As Democrats sought to strike a bipartisan deal to allow lawmakers to quickly pass legislation aimed at combating hate crimes directed at Asian-Americans, Senator Chuck Schumer of New York, the majority leader, urged Republicans to allow the bill to “go forward with a sense of urgency.”
The Senate voted 92 to 6 on Wednesday to advance legislation that would strengthen federal efforts to address hate crimes directed at Asian-Americans, paving the way for passage of the measure, which would create a new position at the Justice Department to expedite the review of hate crimes related to the coronavirus pandemic, expand public channels to report such crimes, and require the department to issue guidance to mitigate racially discriminatory language in describing the pandemic.
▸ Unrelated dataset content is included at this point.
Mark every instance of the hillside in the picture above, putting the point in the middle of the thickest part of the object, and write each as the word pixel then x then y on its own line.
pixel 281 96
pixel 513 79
But despite the lopsided procedural vote, the bill’s fate became murkier as Republicans lined up at least 20 amendments to the bill — some of which the legislation’s lead sponsor, Senator Mazie Hirono, Democrat of Hawaii, said were irrelevant to the legislation. Mr. Schumer said on Wednesday evening that he was working with Senator Mitch McConnell of Kentucky, the minority leader, to negotiate a schedule that would not consider “any gotcha or non-germane amendments.”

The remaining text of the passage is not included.